Menu Planning Monday: my menu plan for the week of 1/30

Welcome! One of my New Year’s “goals” was to eat healthier, and so I’m trying to incorporate healthier recipes all around into our menu plan. My husband was gung ho at first, but last night informed me that we’ve been eating a LOT of chicken and asked could we please add some beef to the menu this week!

The plan listed here just includes our dinner menu and recipes. I have calculated Weight Watchers points values using the e-tools Recipe Builder, and points values this week are based on the new Points Plus program! Both kids eat breakfast at home, but my son eats lunch at daycare, my daughter eats lunch at

If you’ve been reading my blog for awhile, then you know that for the past two years, I have done a $40 weekly budget. With the changes to our eating habits, I’m going to increase our budget to $50 per week and I’m really going to try to stick to that, but I’m not even sure that will be enough. This will be a trial and error experience, so stay tuned!

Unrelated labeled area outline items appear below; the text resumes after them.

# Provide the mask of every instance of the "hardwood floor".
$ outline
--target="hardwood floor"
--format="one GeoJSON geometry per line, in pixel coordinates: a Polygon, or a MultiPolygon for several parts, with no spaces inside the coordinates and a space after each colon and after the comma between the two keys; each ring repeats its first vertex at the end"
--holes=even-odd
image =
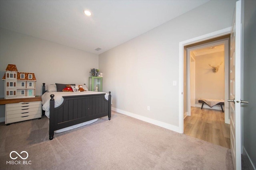
{"type": "Polygon", "coordinates": [[[184,119],[184,133],[230,148],[230,125],[221,110],[191,107],[191,115],[184,119]]]}

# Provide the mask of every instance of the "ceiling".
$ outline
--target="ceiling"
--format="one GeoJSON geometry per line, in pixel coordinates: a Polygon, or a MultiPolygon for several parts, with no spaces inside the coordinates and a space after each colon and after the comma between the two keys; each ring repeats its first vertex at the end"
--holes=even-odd
{"type": "Polygon", "coordinates": [[[1,0],[0,27],[99,54],[208,1],[1,0]]]}

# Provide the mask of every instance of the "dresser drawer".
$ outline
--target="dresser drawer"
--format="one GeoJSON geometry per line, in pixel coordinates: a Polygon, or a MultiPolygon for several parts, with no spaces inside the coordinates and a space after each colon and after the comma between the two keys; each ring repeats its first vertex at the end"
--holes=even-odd
{"type": "Polygon", "coordinates": [[[41,102],[6,104],[6,111],[25,110],[31,108],[41,107],[41,102]]]}
{"type": "Polygon", "coordinates": [[[22,113],[13,114],[12,115],[7,115],[6,119],[12,119],[16,117],[20,117],[24,116],[29,116],[30,115],[36,115],[37,114],[40,114],[41,111],[40,110],[36,111],[30,111],[29,112],[25,112],[22,113]]]}
{"type": "Polygon", "coordinates": [[[13,114],[22,114],[25,113],[29,113],[31,111],[41,111],[41,107],[34,107],[34,108],[28,108],[26,109],[22,109],[19,110],[11,110],[8,111],[7,110],[7,112],[6,113],[6,116],[8,117],[9,115],[12,115],[13,114]]]}
{"type": "Polygon", "coordinates": [[[36,119],[41,117],[41,113],[40,114],[29,115],[28,116],[24,116],[25,117],[15,117],[11,119],[6,119],[5,124],[10,123],[11,123],[16,122],[18,121],[23,121],[24,120],[30,120],[33,119],[36,119]]]}

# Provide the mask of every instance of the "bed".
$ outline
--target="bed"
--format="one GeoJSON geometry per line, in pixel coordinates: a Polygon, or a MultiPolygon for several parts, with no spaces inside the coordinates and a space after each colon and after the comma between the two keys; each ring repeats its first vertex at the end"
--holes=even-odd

If you’re new to menu planning or would like tips for getting started, check out this post here.

SUNDAY: Hamburgers

MONDAY: Monterey Chicken

4 (5 oz.) Boneless Skinless Chicken Breasts1/4 Cup Barbecue Sauce
1/4 Cup Hormel Real Bacon Bits
1 Cup 2% Colby and Monterey Jack Shredded Cheese*
1 (14 oz.) Can Diced Tomatoes with Green Chilies, drained (I’m just going to use regular diced tomatoes)
Sliced Green Onions

Preheat oven to 400 degrees. Pound out the chicken breasts to flatten. Season each with a little pepper. Cook the chicken in a skillet sprayed with non-stick cooking spray over medium-low heat until no longer pink.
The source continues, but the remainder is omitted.